Sen. Bernie Sanders (I-Vt.) is pressuring Well being and Human Providers (HHS) Secretary Robert F. Kennedy Jr. to resign after this week’s tumult on the Facilities for Illness Management and Prevention (CDC) that noticed high officers depart after the company director was ousted.
Sanders, the rating member on the Senate Well being, Training, Labor and Pensions (HELP) Committee, stated that he agrees with President Trump and Kennedy on making the general public “healthy again,” however warned that the issue is that “since coming into office President Trump and Mr. Kennedy have done exactly the opposite.”
“Despite the overwhelming opposition of the medical community, Secretary Kennedy has continued his longstanding crusade against vaccines and his advocacy of conspiracy theories that have been rejected repeatedly by scientific experts,” Sanders wrote in an op-ed for The New York Occasions, which was revealed Saturday morning.
“It is absurd to have to say this in 2025, but vaccines are safe and effective. That, of course, is not just my view,” the Vermont senator added. “Far more important, it is the overwhelming consensus of the medical and scientific communities.”
The Hill has reached out to HHS for remark.
Sanders’s name for Kennedy to resign comes because the CDC’s director Susan Monarez was fired on Wednesday. Her termination pushed 4 different high officers on the company to resign later that day, accusing the administration of weaponizing public well being.
Kennedy and the White Home have defended the firing of Monarez, with the press secretary telling reporters on Thursday that the president has the “authority to fire those who are not aligned with his mission.”
“The president and Secretary Kennedy are committed to restoring trust and transparency and credibility to the CDC by ensuring their leadership and their decisions are more public-facing, more accountable, strengthening our public health system and restoring it to its core mission of protecting Americans from communicable diseases, investing in innovation to prevent, detect and respond to future threats,” Leavitt stated in the course of the briefing.
The firing of Monarez and the resignations of officers rocked the general public well being neighborhood and drew blended reactions on Capitol Hill.
Sanders known as for a bipartisan investigation into the ouster of Monarez on Thursday, hammering the administration for making a “reckless” and “dangerous” determination.

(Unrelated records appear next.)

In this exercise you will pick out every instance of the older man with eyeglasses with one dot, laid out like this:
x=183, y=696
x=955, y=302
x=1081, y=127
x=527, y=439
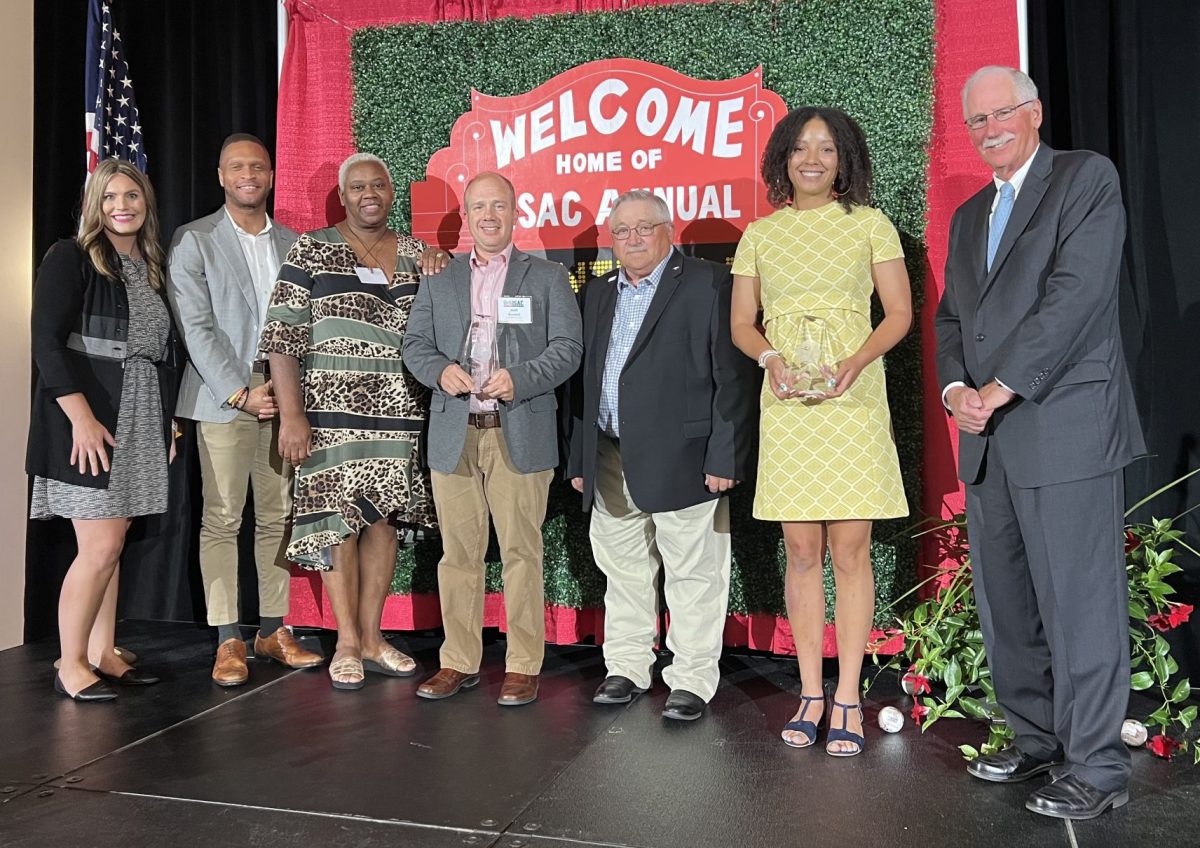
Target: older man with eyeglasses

Within the op-ed, Sanders criticized Kennedy’s vaccine skepticism and added that the “reality is that Secretary Kennedy has profited from and built a career on sowing mistrust in vaccines. Now, as head of H.H.S., he is using his authority to launch a full-blown war on science, on public health and on truth itself.”
The progressive senator argued that it’ll develop into “harder” for People to get “lifesaving vaccines” throughout Kennedy’s tenure at HHS and claimed that the previous presidential candidate will goal the childhood immunization schedule.

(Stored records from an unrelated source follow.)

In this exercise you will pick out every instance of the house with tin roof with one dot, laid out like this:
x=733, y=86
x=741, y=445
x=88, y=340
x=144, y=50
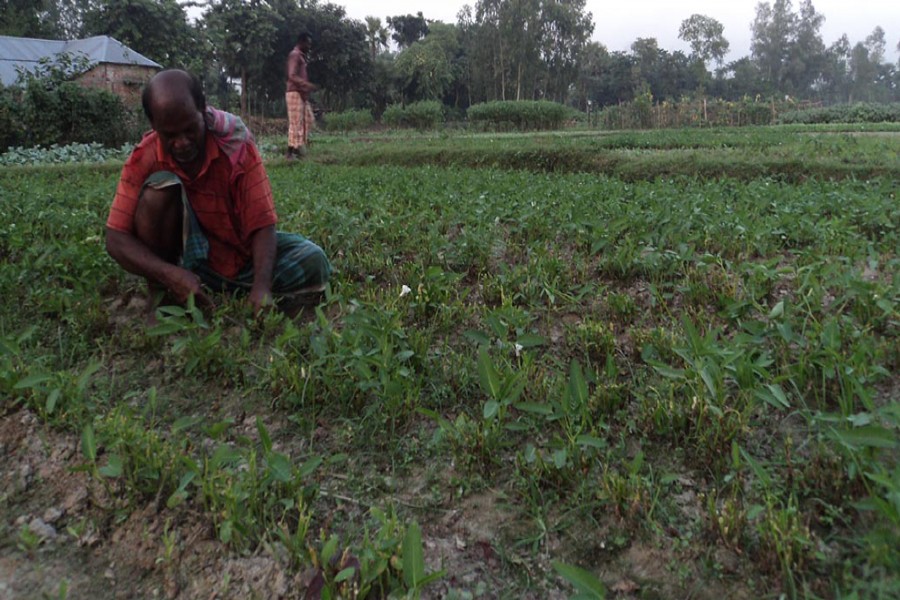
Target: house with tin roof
x=110, y=64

“The danger here is that diseases that have been virtually wiped out because of safe and effective vaccines will resurface and cause enormous harm,” Sanders wrote.
Sanders stated that the U.S. must be higher ready if one other pandemic, equivalent to COVID-19, breaks out and that Kennedy’s management is making the “situation even worse,” referencing HHS ending $500 million in federal funding for mRNA vaccine growth.

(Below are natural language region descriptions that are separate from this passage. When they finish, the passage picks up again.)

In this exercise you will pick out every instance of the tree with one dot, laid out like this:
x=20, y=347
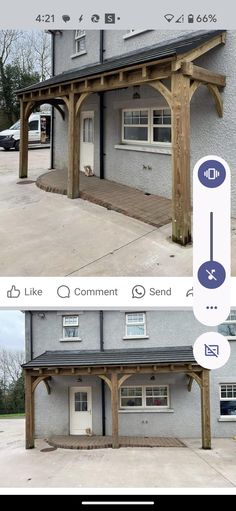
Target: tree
x=25, y=58
x=11, y=381
x=16, y=396
x=12, y=79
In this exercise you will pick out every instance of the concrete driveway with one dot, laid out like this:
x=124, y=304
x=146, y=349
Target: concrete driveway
x=143, y=467
x=44, y=234
x=47, y=234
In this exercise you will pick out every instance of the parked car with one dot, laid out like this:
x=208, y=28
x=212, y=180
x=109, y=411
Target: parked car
x=39, y=132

“Secretary Kennedy is putting Americans’ lives in danger, and he must resign,” Sanders wrote. “In his place, President Trump must listen to doctors and scientists and nominate a health secretary and a C.D.C. director who will protect the health and well-being of the American people, not carry out dangerous policies based on conspiracy theories.”
The Trump administration chosen Deputy HHS Secretary Jim O’Neill to be the performing director of the CDC on Thursday.